Entry Run Tract/Pocosan Mountain - March 26, 2016

submitted by Iva Gillet and Mark Walkup

     The weather was perfect for a bushwhack, followed by a steady climb, followed by hiking on a nice wide fire road. In the 60’s and sunny, 15 folks gathered at Mark Walkup’s residence in Greene County for an action and history packed day. CairParavel Farm was the starting point for our new trail/bushwhack into PATC’s 244-acre Entry Run Tract for which Mark is the tract manager. A steep descent through boulders and near small caves was followed by a scenic ascent along a stream to a waterfall. Great pictures of Claire Cline, Todd Patrick, and Patrick Cory were taken here. Completing our off-trail section, we reached the John’s Rest trail which seemed very well traveled after the path so far. Passing by the lovely John’s Rest log cabin (relocated from West Virginia by PATC volunteers), we had a brief snack before a steady climb up the Entry Run Trail toward the SNP. Views were awesome as we followed Dan Funkhouser, Pat Choloski, CJ Woodburn and David Crowe up the trail. Bill Holman was sweep to keep us all together. Mark Trail hiked with us today as a prep for his TransAmerica bike ride beginning next week in Yorktown, Va and ending in San Diego, Ca. Iva Gillet enjoyed chatting with Jayne Mayne, joining us from Fredericksburg, and Neil McKinney, who was discussing medical mission trips. Rounding our group were the veteran hiking couple- Bev and Pete Fink. Along the way we passed the Lamb cemetery in the saddle of the ridgeline and the Rosser Lamb cabin (circa 1914), located in a poplar hollow near Entry Run.

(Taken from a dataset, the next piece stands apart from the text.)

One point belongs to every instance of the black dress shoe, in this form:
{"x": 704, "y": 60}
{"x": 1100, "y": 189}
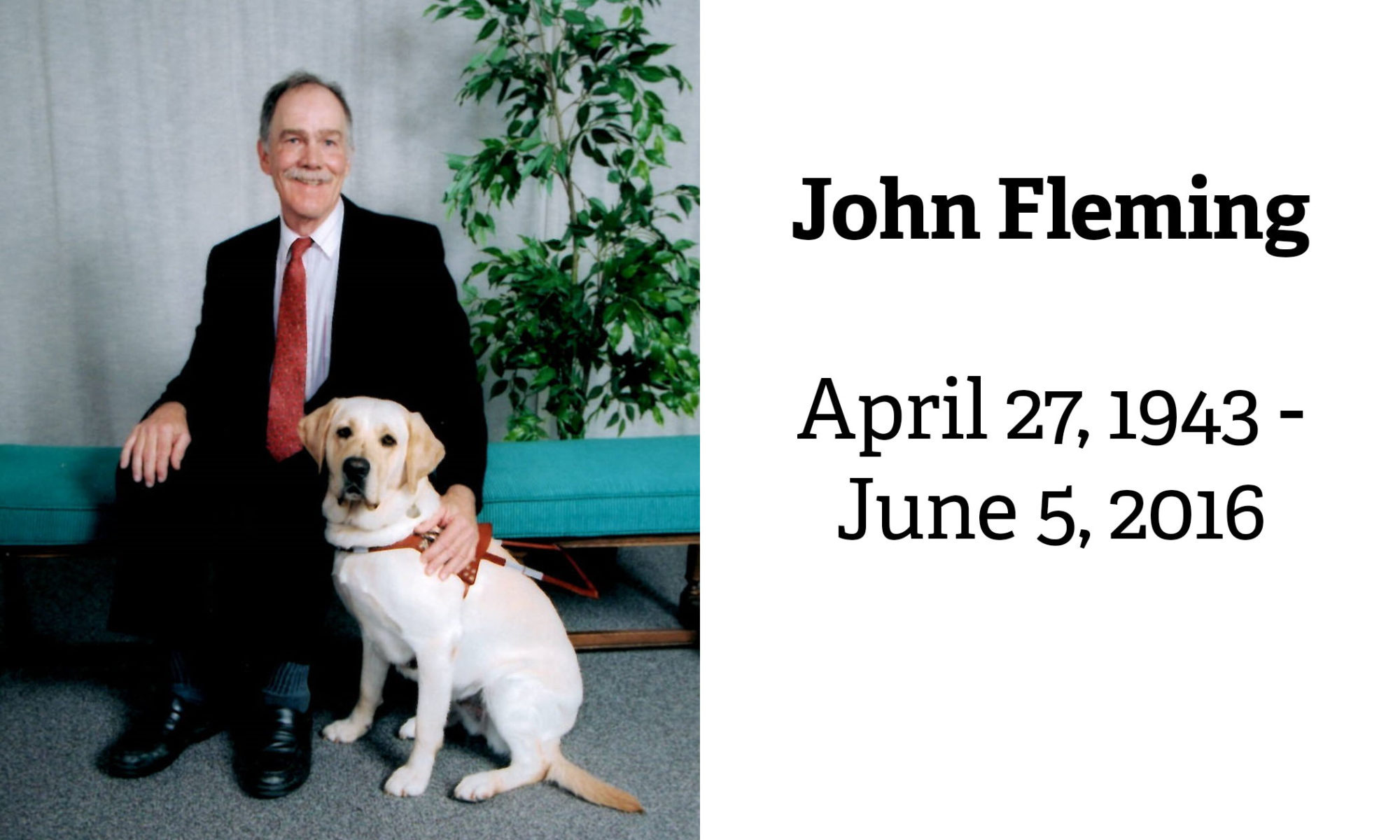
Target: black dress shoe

     After climbing into SNP backcountry toward Lewis Mountain, we lunched at the ruins of the Upper Pocosin Mission’s school and chapel buildings, which formed a community center from 1905 until the creation of the SNP.  A short retracing of our steps, and the group consensus was to descend on the fire road to avoid more of the hilly terrain. Our final point of interest was a house at the entrance to Rosser Lamb which was built from materials salvaged from the Lower Pocosin Mission. There is a lot of great local history in this area.
Upon returning to the farm, Mark offered farm tours and refreshments to those who had the time. What a wonderful day
we had on Pocosan Mountain, and many thanks to Mark Walkup for sharing his home and the history of the area.